Implementation of K-Means, Self-Organising Maps, QT and Hierarchical clustering algorithms, in Clojure.
MIT License
Implementation of K-Means, QT and Hierarchical clustering algorithms, in Clojure/Clojurescript.
You will need Leiningen 2.7.1 or above installed.
To build and install the library locally, run:
$ cd clustering
$ lein test
$ lein install
There is a version hosted at Clojars. For leiningen include a dependency:
[rm-hull/clustering "0.2.0"]
For maven-based projects, add the following to your pom.xml
:
<dependency>
<groupId>rm-hull</groupId>
<artifactId>clustering</artifactId>
<version>0.2.0</version>
</dependency>
See www.destructuring-bind.org/clustering for API details.
The main entry point to all the algorithms is the cluster
function in each of
the clustering.core.qt
, clustering.core.k-means
and
clustering.core.hierarchical
namespaces. Generally all cluster variants
require a distance function and a dataset (sequence/collection/...), where:
the distance function should take two dataset items and perform some scalar measure of distance between the two points. Typical applications include euclidean distance, manhattan distance or pearson distance.
the dataset should be a SEQable collection of data points that would be clustered.
The K-means and hierarchical clustering algorithms also require an averaging function that takes a number of dataset items and creates an "average" based on those items.
The below examples show distance and averaging functions on a 1-dimensional
dataset comprising of dates. For most numeric datasets, any of the distance
measures in clustering.distance
would be sufficient; these implementations
can handle arbitrarily-large n-dimensional datasets.

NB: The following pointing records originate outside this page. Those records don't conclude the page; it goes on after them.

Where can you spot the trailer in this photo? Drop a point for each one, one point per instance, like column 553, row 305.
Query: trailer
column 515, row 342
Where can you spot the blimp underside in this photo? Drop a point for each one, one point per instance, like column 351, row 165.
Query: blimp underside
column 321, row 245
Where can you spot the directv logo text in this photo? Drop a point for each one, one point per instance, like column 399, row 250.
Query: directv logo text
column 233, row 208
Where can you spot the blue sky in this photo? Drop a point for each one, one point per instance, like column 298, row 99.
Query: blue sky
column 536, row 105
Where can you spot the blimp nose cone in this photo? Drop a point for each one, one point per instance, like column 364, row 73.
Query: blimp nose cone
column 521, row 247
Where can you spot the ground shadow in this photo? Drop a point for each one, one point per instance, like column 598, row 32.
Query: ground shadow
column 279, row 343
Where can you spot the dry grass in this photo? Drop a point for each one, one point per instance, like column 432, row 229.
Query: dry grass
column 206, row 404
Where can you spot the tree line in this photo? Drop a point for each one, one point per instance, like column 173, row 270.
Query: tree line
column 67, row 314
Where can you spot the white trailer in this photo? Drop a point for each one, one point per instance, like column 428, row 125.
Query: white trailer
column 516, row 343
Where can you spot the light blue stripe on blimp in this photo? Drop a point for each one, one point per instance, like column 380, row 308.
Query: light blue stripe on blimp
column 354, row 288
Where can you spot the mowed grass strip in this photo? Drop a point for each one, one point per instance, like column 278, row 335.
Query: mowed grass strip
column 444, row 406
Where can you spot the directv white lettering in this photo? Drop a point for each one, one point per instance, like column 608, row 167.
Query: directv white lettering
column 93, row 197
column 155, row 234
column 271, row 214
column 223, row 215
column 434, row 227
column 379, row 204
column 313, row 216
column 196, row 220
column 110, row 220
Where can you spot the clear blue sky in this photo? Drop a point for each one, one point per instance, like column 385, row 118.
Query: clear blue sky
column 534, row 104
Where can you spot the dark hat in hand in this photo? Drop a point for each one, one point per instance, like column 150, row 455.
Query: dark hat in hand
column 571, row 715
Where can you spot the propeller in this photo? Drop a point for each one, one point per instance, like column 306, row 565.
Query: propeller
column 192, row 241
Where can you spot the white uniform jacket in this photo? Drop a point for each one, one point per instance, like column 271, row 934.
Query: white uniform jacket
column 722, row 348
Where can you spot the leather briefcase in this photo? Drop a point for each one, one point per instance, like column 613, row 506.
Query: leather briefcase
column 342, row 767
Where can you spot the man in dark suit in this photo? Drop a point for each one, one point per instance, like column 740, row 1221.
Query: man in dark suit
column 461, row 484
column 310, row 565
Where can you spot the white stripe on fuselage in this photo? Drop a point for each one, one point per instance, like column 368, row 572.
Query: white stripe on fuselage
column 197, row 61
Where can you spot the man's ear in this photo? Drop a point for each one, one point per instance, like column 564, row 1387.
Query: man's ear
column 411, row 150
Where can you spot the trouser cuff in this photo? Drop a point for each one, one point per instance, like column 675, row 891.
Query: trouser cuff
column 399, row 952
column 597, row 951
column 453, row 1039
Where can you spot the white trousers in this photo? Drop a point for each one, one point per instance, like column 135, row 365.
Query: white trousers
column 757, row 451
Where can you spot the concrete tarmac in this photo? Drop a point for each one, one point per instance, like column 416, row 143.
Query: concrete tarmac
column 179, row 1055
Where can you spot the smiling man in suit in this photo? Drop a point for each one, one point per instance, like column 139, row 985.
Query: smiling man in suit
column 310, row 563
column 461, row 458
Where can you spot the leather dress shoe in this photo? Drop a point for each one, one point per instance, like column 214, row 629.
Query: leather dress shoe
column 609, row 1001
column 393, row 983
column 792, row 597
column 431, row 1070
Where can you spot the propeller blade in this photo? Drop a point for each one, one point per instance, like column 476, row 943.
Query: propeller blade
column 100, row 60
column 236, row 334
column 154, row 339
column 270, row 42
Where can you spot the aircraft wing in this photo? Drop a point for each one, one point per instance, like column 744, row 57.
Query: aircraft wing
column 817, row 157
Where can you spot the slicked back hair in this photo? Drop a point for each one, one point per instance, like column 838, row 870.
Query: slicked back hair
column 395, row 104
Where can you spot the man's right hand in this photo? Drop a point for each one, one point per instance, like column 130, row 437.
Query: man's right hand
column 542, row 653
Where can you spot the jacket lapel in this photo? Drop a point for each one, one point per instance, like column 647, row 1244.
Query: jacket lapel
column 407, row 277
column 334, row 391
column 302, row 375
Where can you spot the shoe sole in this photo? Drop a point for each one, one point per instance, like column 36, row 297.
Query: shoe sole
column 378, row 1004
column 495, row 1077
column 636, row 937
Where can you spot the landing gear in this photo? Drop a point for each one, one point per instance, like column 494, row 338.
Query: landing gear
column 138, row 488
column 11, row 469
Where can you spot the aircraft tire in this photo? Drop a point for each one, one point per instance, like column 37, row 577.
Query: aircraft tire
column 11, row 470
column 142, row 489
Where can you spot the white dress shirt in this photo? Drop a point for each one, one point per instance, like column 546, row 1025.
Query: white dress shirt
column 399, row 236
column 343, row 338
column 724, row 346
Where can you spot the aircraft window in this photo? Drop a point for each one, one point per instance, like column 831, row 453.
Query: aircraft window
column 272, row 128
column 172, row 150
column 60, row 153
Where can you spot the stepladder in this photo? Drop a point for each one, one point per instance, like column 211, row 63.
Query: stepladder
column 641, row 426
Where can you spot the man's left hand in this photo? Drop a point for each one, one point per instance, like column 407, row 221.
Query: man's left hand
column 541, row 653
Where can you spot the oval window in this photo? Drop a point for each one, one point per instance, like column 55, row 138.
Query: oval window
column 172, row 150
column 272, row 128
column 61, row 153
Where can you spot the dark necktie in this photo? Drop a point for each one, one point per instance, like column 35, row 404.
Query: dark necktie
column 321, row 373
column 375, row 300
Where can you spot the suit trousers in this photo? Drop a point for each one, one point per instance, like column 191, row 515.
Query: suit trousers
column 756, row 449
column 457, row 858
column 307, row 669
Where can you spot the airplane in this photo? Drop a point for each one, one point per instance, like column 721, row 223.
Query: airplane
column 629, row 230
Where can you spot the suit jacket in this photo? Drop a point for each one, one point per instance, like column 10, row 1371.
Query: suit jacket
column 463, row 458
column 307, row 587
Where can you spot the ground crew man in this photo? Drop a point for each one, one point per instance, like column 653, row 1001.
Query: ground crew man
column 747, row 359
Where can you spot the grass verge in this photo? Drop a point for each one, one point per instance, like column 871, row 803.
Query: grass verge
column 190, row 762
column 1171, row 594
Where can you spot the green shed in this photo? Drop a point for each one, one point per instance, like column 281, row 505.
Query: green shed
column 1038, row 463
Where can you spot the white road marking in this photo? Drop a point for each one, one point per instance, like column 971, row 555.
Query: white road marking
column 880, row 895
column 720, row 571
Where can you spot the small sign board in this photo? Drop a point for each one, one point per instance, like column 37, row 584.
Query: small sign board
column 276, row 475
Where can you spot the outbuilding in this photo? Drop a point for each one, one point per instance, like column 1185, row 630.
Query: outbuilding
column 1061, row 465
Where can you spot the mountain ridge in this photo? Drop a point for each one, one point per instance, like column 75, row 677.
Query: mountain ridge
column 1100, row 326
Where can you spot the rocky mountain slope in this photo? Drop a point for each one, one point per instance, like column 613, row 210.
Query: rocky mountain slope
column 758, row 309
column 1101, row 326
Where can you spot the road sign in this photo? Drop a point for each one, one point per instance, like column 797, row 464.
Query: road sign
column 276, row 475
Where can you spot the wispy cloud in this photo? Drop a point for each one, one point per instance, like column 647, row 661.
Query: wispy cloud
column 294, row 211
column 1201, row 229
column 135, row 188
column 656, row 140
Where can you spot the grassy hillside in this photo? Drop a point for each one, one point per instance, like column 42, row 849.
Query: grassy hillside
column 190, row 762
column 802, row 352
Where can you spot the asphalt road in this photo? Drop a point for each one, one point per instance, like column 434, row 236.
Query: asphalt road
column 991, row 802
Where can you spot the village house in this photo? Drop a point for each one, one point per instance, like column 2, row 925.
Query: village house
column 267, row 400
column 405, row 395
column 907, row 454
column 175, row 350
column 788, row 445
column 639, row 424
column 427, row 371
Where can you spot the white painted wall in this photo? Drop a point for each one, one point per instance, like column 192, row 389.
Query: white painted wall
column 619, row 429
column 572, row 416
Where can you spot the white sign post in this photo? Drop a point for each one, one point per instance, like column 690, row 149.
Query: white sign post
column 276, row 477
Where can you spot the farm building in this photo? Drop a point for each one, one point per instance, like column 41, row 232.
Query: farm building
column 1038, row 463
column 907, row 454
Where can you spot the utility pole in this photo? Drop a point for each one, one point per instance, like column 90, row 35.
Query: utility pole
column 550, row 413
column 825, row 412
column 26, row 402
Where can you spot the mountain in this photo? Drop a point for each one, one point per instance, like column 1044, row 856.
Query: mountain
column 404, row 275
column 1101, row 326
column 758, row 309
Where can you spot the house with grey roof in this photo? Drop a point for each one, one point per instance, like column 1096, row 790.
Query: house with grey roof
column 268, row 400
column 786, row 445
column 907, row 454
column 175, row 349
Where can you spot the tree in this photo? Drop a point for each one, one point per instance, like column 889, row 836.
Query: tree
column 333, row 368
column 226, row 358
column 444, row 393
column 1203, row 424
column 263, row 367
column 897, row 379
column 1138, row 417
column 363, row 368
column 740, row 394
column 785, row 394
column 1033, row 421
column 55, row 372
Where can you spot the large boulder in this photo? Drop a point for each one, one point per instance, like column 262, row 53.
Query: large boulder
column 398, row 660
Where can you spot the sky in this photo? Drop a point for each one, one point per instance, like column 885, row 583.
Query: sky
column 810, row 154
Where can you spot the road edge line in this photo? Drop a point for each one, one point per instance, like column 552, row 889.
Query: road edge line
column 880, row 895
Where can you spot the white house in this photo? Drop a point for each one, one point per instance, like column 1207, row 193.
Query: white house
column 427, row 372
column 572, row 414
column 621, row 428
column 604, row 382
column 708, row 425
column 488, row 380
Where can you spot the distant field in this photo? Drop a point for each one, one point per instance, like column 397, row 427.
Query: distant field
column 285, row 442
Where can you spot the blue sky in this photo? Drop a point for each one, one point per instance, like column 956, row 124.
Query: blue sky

For non-numeric data, it would be necessary to either provide a mapper method to 'convert' non-numeric values into a meaningful numeric value (and then use the provided distance functions), or implement your own custom distance function.
Likewise, there exists a generic clustering.average
namespace that operates
on arbitrarily-large n-dimensional numeric datasets.
From: https://sites.google.com/site/dataclusteringalgorithms/quality-threshold-clustering-algorithm-1
Initialize the threshold distance allowed for clusters and the minimum cluster size.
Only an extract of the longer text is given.